When comparing between both hospitals, (S10 Table) there were differences in sensitivity, specificity, correct classification, LR+ (positive likelihood ratio) and LR- (negative likelihood ratio) between the populations of Guayaquil and Quito at each cut-off point of the COVD-19 in-hospital score tested (only show selected cut points for simplicity). It is observed that, in Guayaquil, the selected score points had higher sensitivity values, but lower specificity compared to those in Quito. In addition, the score in Guayaquil exhibited lower overall precision and more modest likelihood ratios than the score in Quito.
Also, and Based on the sensitivity and specificity, as well as the LR+ and LR- values, we can establish risk levels using the following cut-off points: low risk (score ≤ 30) with high specificity (56.18%) and LR- of 0.0000, indicating a high probability of negative results; moderate risk (score between 31 and 65) with a range of sensitivity (100% to 18.92%) and specificity (60.96% to 99.20%), suggesting a mix of positive and negative probabilities; and high risk (score > 65) with a sensitivity of 10.81%, a specificity of 99.20%, and an LR+ of 13.5675, indicating significantly higher odds of positive results compared with lower scores (S11 Table). These cut-off points help classify people into different levels of risk based on the balance between sensitivity and specificity. The Kaplan–Meier curves were statistically significant (Log-Rank test, p-value <0.001) when comparing the survival between intermediate-risk, high-risk, and very high-risk groups in both cohorts (Fig 2).
When comparing between both hospitals, (S12 Table) there are differences in sensitivity, specificity, correct classification, LR+ (positive likelihood ratio) and LR- (negative likelihood ratio) between the populations of Guayaquil and Quito at each cut-off point of the COVD-19 in-hospital score tested (only show selected cut points for simplicity). It is observed that, in Guayaquil, the selected score points had higher sensitivity values, but lower specificity compared to those in Quito. In addition, the score in Guayaquil exhibited lower overall precision and more modest likelihood ratios than the score in Quito.
Discussion
Comparing patients who died with those who survived presented a significantly higher frequency of male sex, older age, hypoxemia, hypoglycemia, or hospital hyperglycemia (a hospital glucose level >140 mg/dL) [30], AST–ALT ratio >1, elevated CRP, and altered arterial pH. These factors were used to construct a prognostic clinical scoring system, the “COVID-19 in-hospital mortality score”, with the excellent ability to discriminate the risk of mortality in patients hospitalized for COVID-19.
In the presented study, it was observed that the "COVID-19 in-hospital mortality score" demonstrated greater utility in predicting mortality in unvaccinated patients and those residing in higher altitude areas. It is important to note that this finding may be related to specific biological adaptations and environmental factors in these populations [53, 54]. However, further research in diverse populations and contexts is required to confirm and better understand these findings.
Higher altitude populations have been shown to exhibit a lower rate of COVID-19 related mortality in some studies [33]. This could be due to biological adaptations to hypoxia, which may play a role in the body’s response to the virus. Additionally, specific environmental factors of high-altitude areas could influence the spread and severity of the disease [34]. On the other hand, in unvaccinated populations, the lack of immunity acquired from vaccination might lead to more severe disease outcomes, which could explain the higher utility of the score in these populations.

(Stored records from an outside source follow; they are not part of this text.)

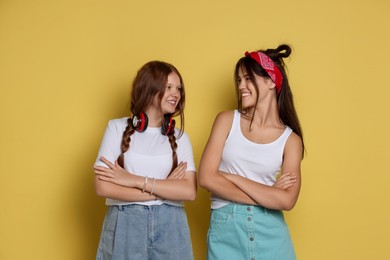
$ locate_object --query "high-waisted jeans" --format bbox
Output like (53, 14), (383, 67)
(96, 204), (193, 260)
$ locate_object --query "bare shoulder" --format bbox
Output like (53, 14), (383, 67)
(215, 110), (234, 125)
(212, 111), (234, 137)
(285, 132), (303, 156)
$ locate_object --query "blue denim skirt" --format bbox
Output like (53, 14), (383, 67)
(96, 204), (194, 260)
(207, 204), (296, 260)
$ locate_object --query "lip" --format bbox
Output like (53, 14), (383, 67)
(241, 92), (252, 98)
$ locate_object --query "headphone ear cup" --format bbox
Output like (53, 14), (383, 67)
(131, 113), (149, 132)
(161, 114), (176, 135)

Nevertheless, it was found that the score exhibited lower discriminative ability when analyzed in patients from Guayaquil’s hospital and in women [S2 Table]. This suggests that the score might be less effective in certain population groups and contexts, emphasizing the importance of validating and adapting the score to different populations and settings.
In conclusion, although the "COVID-19 in-hospital mortality score" appears to be particularly useful in unvaccinated patients and those residing in higher altitude areas, further research is necessary to validate and adapt this score to different populations and contexts. This would enhance its applicability and utility in clinical practice and healthcare resource planning. Several studies have proposed mortality scoring systems in patients hospitalized for COVID-19 [35]. The most common predictors of in-hospital death used in these scores are (i) male sex [36], (ii) older age [37], (iii) presence of comorbidities (such as high blood pressure and diabetes) [38, 39], (iv) alteration of vital signs (such as hypoxemia) [40], and (v) obesity [41]. Moreover, important laboratory parameters predicting a worse prognosis included: increased concentrations of BUN [42], creatinine [43], serum glucose [44], AST [45], increased AST–ALT ratio [46], LDH [47], creatinine phosphokinase (CPK) [48], CRP [49], procalcitonin [50], ferritin [51, 52], altered blood count parameters, such as leucocytosis, leukopenia [53], lymphocytosis [54], lymphopenia [53], altered neutrophil and lymphocyte index [55], thrombocytopenia [56], and thrombocytosis [55], as well as, alteration of the prothrombin time [57], and increase in the concentration of D-dimer [52]. Present results are consistent with these investigations, supporting the feasibility for the clinical use of the “COVID-19 in-hospital mortality score”. As a systematic review showed, scoring systems for predicting severe COVID-19 showed an AUC from 0.52 to 0.98 [58], with most articles from China, Europe, and North America, where COVID- 19 hit the hardest. In the same review, despite prediction models reporting validation, most studies have a significant risk of bias, likely due to limited transparency on the predictor and outcome assessment and a limited number of samples. In that sense, and despite our retrospective approach, we overcame the small sample size of other studies, the outcome was clearly defined, and overfitting was not a limitation of the current study. Nevertheless, when we circumscribed the calculation of the AUC to female hospitalized patients and to patients of the Guayaquil hospital the AUC was reduced.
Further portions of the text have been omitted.